项目简介

ReviewGenie 是一个基于 Model Context Protocol (MCP) 构建的后端服务,旨在为大型语言模型 (LLM) 客户端提供上下文感知和功能调用能力,专注于辅助 Pull Request (PR) 的代码审查。它能够获取 PR 详情,利用本地和云端 LLM 进行代码分析和风险评估,并通过向量搜索定位问题,最终生成内联评论。

主要功能点

  • PR 信息查询: 获取 PR 的基本信息,如标题、作者、状态等。
  • 代码变更摄取与缓存: 拉取 PR 的 diff 内容,解析并结构化,同时利用 SQLite 进行缓存以提高效率。
  • 智能代码分析: 结合本地 LLM 进行快速代码气味检测,并利用云端 LLM 生成代码变更总结、识别关键问题并评估风险分数。
  • 静态规则检查: 执行预定义的正则表达式规则,捕获潜在的安全或质量问题,并调整风险评分。
  • 问题定位与内联评论: 利用代码片段的向量嵌入(通过 ChromaDB),将检测到的问题准确映射到代码的具体位置,并生成可直接在 GitHub PR 中发布的内联评论(支持干运行模式)。
  • 测试用例生成: 根据代码变更尝试生成初步的 pytest 测试文件框架,并可选择创建新的 PR 包含这些测试存根。

安装步骤

  1. 克隆仓库:
    git clone https://github.com/mann-uofg/codeview-mcp.git
    cd codeview-mcp
  2. 创建并激活虚拟环境:
    python -m venv .venv
    source .venv/bin/activate
  3. 安装依赖:
    pip install -r requirements.txt
  4. 安装 ReviewGenie 包:
    pip install -e .
  5. 配置密钥: ReviewGenie 需要 GitHub Token 和 LLM 服务(如 Groq/OpenAI)的 API 密钥。可以通过环境变量或密钥环 (keyring) 设置。推荐使用密钥环:
    from codeview_mcp.secret import set_in_keyring
    set_in_keyring("GH_TOKEN", "YOUR_GITHUB_PAT") # 替换为你的 GitHub Personal Access Token
    set_in_keyring("OPENAI_API_KEY", "YOUR_LLM_API_KEY") # 替换为你的 LLM API 密钥
    set_in_keyring("OPENAI_BASE_URL", "YOUR_LLM_BASE_URL") # 替换为你的 LLM 服务基地址 (如 Groq/OpenAI)
    或者设置环境变量 'GH_TOKEN', 'OPENAI_API_KEY', 'OPENAI_BASE_URL'。

服务器配置

作为 MCP 服务器,ReviewGenie 需要被兼容的 LLM 客户端(如某些编辑器插件或独立应用)启动和连接。客户端通常通过一个 JSON 配置文件来定义如何启动 MCP 服务器进程。
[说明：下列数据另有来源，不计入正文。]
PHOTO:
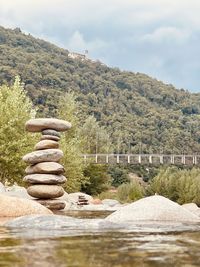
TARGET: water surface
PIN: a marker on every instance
(145, 247)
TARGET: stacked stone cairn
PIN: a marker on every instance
(82, 201)
(45, 174)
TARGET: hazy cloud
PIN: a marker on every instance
(158, 37)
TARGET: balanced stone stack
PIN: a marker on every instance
(45, 174)
(82, 201)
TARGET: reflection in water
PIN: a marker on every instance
(99, 249)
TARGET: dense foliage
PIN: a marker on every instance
(140, 114)
(15, 110)
(182, 186)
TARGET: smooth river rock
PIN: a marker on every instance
(154, 208)
(45, 167)
(49, 137)
(38, 125)
(14, 207)
(45, 179)
(45, 191)
(52, 204)
(43, 156)
(51, 132)
(46, 144)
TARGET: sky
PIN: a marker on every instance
(158, 37)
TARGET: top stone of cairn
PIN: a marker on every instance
(38, 125)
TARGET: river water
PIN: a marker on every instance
(134, 248)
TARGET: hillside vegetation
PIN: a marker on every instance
(139, 113)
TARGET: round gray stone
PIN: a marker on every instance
(43, 156)
(52, 204)
(45, 167)
(38, 125)
(46, 144)
(45, 179)
(45, 191)
(49, 137)
(51, 132)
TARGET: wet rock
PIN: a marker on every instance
(43, 155)
(45, 179)
(14, 207)
(49, 137)
(46, 144)
(38, 125)
(51, 132)
(154, 208)
(74, 197)
(52, 204)
(45, 167)
(110, 202)
(96, 201)
(45, 191)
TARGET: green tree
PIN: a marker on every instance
(71, 144)
(15, 110)
(99, 179)
(119, 175)
(96, 139)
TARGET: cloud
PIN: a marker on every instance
(158, 37)
(77, 42)
(167, 34)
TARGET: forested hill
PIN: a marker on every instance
(140, 113)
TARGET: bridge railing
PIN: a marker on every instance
(143, 159)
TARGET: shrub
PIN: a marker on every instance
(99, 180)
(130, 192)
(182, 186)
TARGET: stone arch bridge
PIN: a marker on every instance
(143, 159)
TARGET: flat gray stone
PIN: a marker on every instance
(51, 132)
(38, 125)
(43, 156)
(45, 179)
(49, 137)
(52, 204)
(45, 191)
(46, 144)
(45, 167)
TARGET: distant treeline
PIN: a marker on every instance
(138, 113)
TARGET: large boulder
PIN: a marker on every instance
(14, 207)
(38, 125)
(192, 207)
(154, 208)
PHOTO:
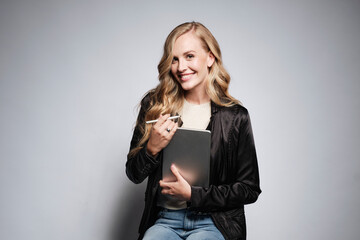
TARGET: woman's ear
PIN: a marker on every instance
(211, 59)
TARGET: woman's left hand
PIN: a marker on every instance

以下是 MCP 客户端连接 ReviewGenie 服务器所需的典型配置示例 (请将此信息整合到你的 MCP 客户端配置中):

{
  "name": "reviewgenie",
  "command": "python",
  "args": ["-m", "codeview_mcp.server"],
  "description": "ReviewGenie MCP Server for Code Review"
  // 其他可能的配置,如 transports (stdio, sse, websocket) 由 MCP 客户端决定
}
  • 'name': MCP 服务器的标识名称。
  • 'command': 启动服务器进程的命令,这里是 'python'。
  • 'args': 传递给命令的参数,'-m codeview_mcp.server' 表示运行 'codeview_mcp' 包中的 'server.py' 模块。
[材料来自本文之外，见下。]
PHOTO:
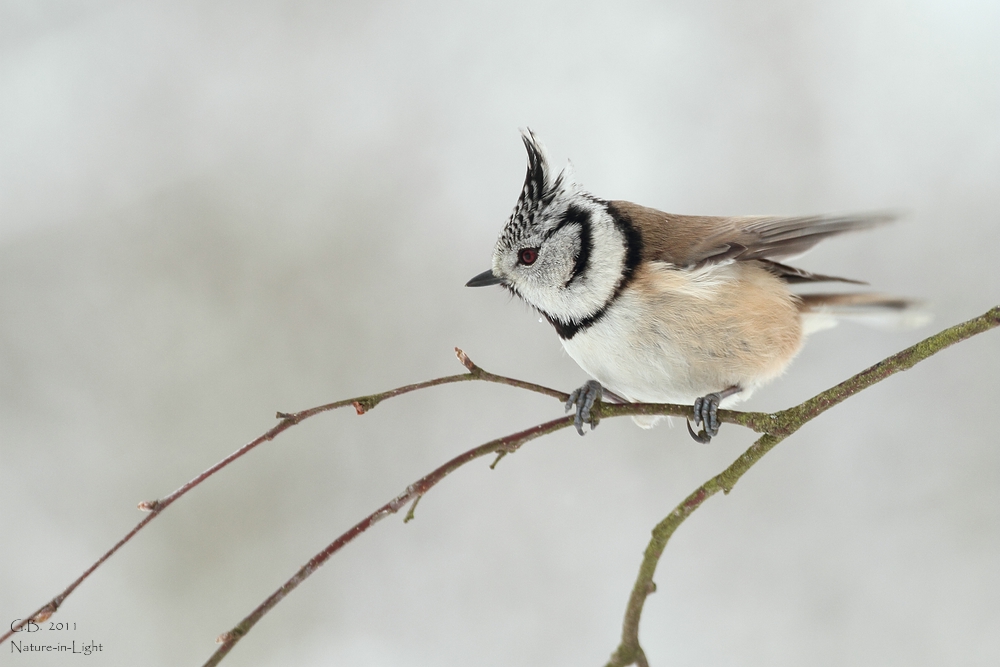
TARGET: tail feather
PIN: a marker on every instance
(822, 311)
确保你的环境中已正确安装 ReviewGenie 及其依赖,并且密钥已配置。

基本使用方法

ReviewGenie 被设计为一个由 MCP 客户端调用的后端服务。一旦通过上述配置由客户端成功启动,它会在后台运行,监听客户端的 JSON-RPC 请求。

用户无需直接与 'server.py' 交互(除非进行调试或手动启动)。所有的功能调用(如分析某个 PR、生成评论)都将通过 MCP 客户端的应用界面(例如,集成在 IDE 或其他 LLM 应用中)触发,客户端会将相应的请求发送给正在运行的 ReviewGenie MCP 服务器,服务器处理请求并返回结果。
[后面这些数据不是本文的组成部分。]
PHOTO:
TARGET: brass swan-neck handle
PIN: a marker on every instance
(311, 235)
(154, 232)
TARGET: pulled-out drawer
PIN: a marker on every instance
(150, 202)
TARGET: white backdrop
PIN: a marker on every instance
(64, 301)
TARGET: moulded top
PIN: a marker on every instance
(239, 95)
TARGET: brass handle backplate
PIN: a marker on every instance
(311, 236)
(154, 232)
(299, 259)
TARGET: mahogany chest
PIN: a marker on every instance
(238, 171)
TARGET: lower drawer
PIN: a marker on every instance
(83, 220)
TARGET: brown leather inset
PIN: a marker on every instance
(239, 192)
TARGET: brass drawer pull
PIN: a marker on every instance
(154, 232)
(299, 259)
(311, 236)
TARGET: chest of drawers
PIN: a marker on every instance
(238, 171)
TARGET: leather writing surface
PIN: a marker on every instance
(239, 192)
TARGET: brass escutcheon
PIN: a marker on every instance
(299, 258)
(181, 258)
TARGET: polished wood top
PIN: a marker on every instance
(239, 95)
开发者可以通过命令行工具 'reviewgenie' 直接调用其内部逻辑进行测试或脚本化操作,但这并非典型的 MCP 客户端使用方式。例如:

# 使用 CLI 工具测试 ping 功能
reviewgenie ping https://github.com/psf/requests/pull/6883

# 使用 CLI 工具分析 PR 并获取结果 JSON 输出
reviewgenie analyze https://github.com/psf/requests/pull/6883

请注意,CLI 调用方式不涉及 MCP 协议通信,它直接调用了 ReviewGenie 内部的函数。标准的 MCP 交互是由兼容客户端通过 JSON-RPC 完成的。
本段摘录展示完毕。